Because fashion PDPs are judged on consistency and product truth, not on whether a system can improvise attractively once. Generic image tools ask teams to steer outcomes through typed instructions, which makes each revision vulnerable to drift in the garment, the face, the pose, or the logo. That is where invented details, altered silhouettes, and unstable model identity start to appear. RAWSHOT avoids that pattern by giving teams direct controls built for fashion production rather than a general-purpose text workflow.
The difference is not abstract. In RAWSHOT, you save a synthetic model, reuse it across SKUs, choose styles from preset systems, and keep provenance, watermarking, and auditability attached to the output. In DIY tools, rights framing, labelling, and metadata can stay unclear, and reproducibility becomes a manual craft. For commerce teams, garment-led control wins because it turns approval into an operational process instead of a sequence of lucky accidents that cannot be repeated at scale.
Can we use RAWSHOT outputs commercially, and how are they labelled?
Yes. RAWSHOT includes permanent, worldwide commercial rights to every output, which matters for brands that need assets to move across ecommerce, paid media, marketplaces, wholesale decks, and campaign surfaces without separate negotiation for routine use. Just as important, the outputs are not presented ambiguously. They are AI-labelled and protected with visible plus cryptographic watermarking so your team is not forced to choose between utility and honesty.
RAWSHOT also signs provenance with C2PA and keeps a per-image audit trail, giving internal teams and external partners a clearer record of what the asset is. The platform is EU-hosted, GDPR-compliant, and designed around transparent synthetic composites rather than implied real-person sourcing. For operators, that means commercial usage and disclosure are handled as product features, not as afterthoughts. The practical move is to treat labelling and provenance as part of your brand standard from the first published asset.
What should our team check before publishing synthetic model imagery to product pages?
Start with the garment itself. Confirm that cut, colour, pattern, logo placement, fabric behavior, and fit representation match the source product, because product truth is the first job of commerce imagery. Then review whether the saved synthetic model remains consistent with your approved brand identity across the set, especially if the assets will appear side by side in catalog grids or collection pages. After that, confirm framing, channel crop, and visual style are aligned to the destination surface.

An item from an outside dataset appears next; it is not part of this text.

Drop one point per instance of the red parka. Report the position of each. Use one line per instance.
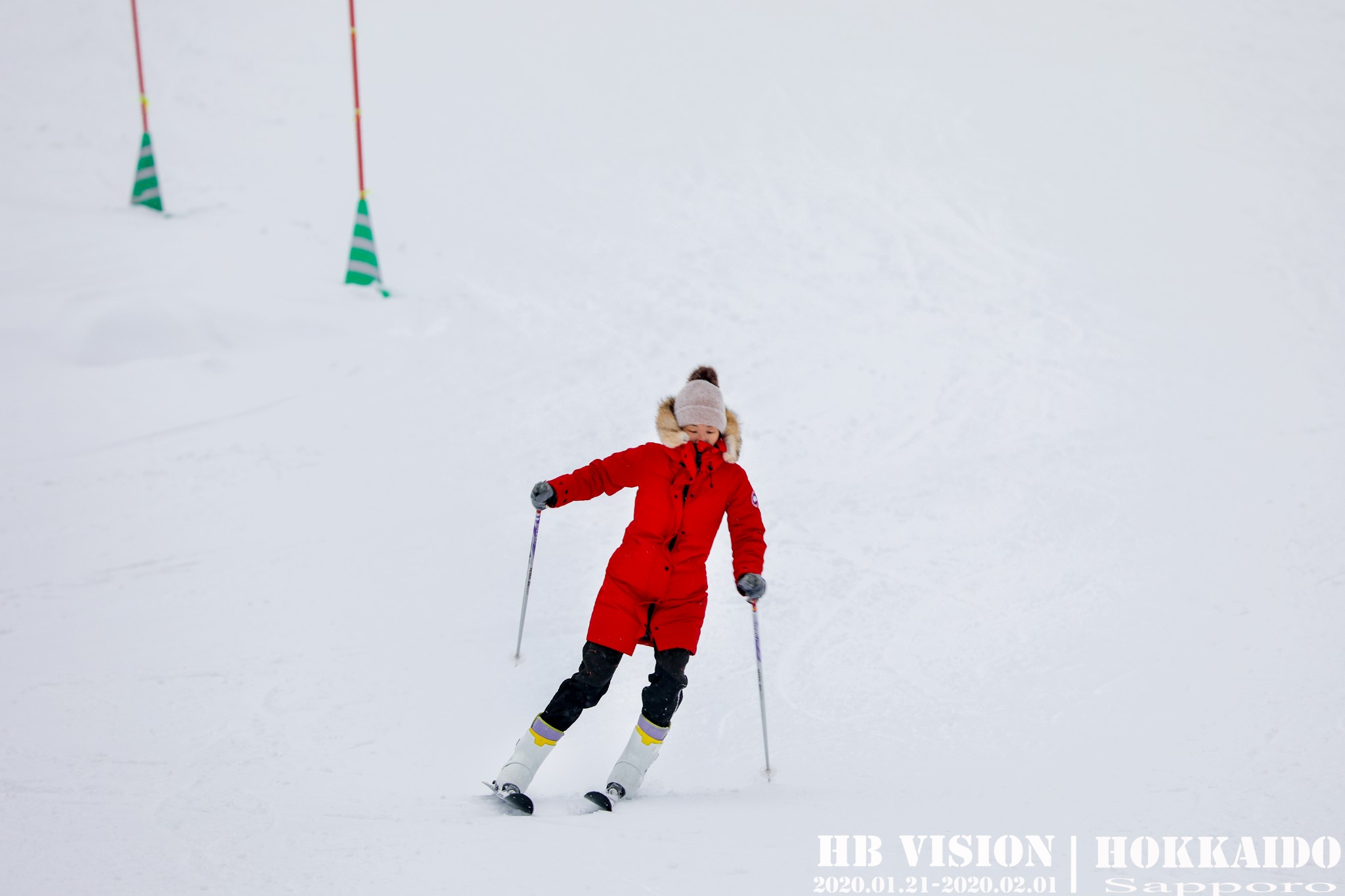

You should also verify trust signals before publishing. Check that the output is AI-labelled, carries watermarking as expected, and retains C2PA provenance metadata in your asset workflow. If your team works across agencies or marketplaces, keep the per-image audit trail with the delivered files so governance is preserved beyond the creative team. The useful operating habit is to make quality review a short checklist that covers both garment fidelity and disclosure, since both affect conversion and brand trust.
How much does this cost if we use RAWSHOT mainly as an ai avatar image generator?
Model generation is about $0.99 per model and usually takes around 50–60 seconds per generation. That pricing works well when your first step is to create a reusable synthetic identity and then apply it across a broader catalog workflow, because you are not paying a separate premium just to unlock the model builder. Tokens never expire, failed generations refund their tokens, and the cancel control is available in one click on the pricing page, so budgeting stays straightforward.
For teams comparing workloads, still images are about $0.55 each and video is about $0.22 per second, with video costing more because it uses more tokens per second than stills. There are no per-seat gates and no sales wall around core features, which matters for small brands and growing catalog teams alike. The practical takeaway is to budget model creation as a reusable foundation asset, then plan imagery and video volume on top of that without hidden expiry pressure.
Can we plug saved models into Shopify-scale or PLM-linked workflows through the API?
Yes. RAWSHOT is built for both browser-based creative work and REST API production, so teams can approve a model in the GUI and then use that same saved identity in larger operational pipelines. That is useful when merchandising, ecommerce, and production teams work in different systems but still need a single visual standard across hundreds or thousands of SKUs. The platform is also PLM-integration ready, which helps connect product data to downstream asset generation without rebuilding the workflow around a new tool.
What matters operationally is consistency. The same saved model, the same control logic, and the same pricing approach carry from one-off use to batch use, so scaling does not require a separate enterprise-only product. Combined with per-image audit trails and C2PA provenance, that makes handoff easier across internal systems and external partners. The sensible implementation is to approve the reusable model centrally, then let your pipeline call it repeatedly where catalog updates already happen.
How do teams scale from one saved avatar to thousands of consistent outputs without losing control?
You scale by standardizing the parts that should stay fixed and only varying the parts that should change. In RAWSHOT, the saved synthetic model becomes the stable identity layer, while garments, styling presets, framing, channel ratios, and campaign context can change around it in a controlled way. That structure is what allows a small creative team to approve once and an operations team to produce at much larger volume without constant identity drift or repeated manual correction.
RAWSHOT supports that approach in both the browser and the API, with the same per-model economics, transparent token rules, and no per-seat gatekeeping for core use. Provenance, watermarking, AI labelling, and audit trails remain attached as the workload grows, which is important when more people and more systems touch the files. For teams, the best pattern is clear: lock the reusable model, define channel templates, and let production scale around that stable core rather than improvising identity every time.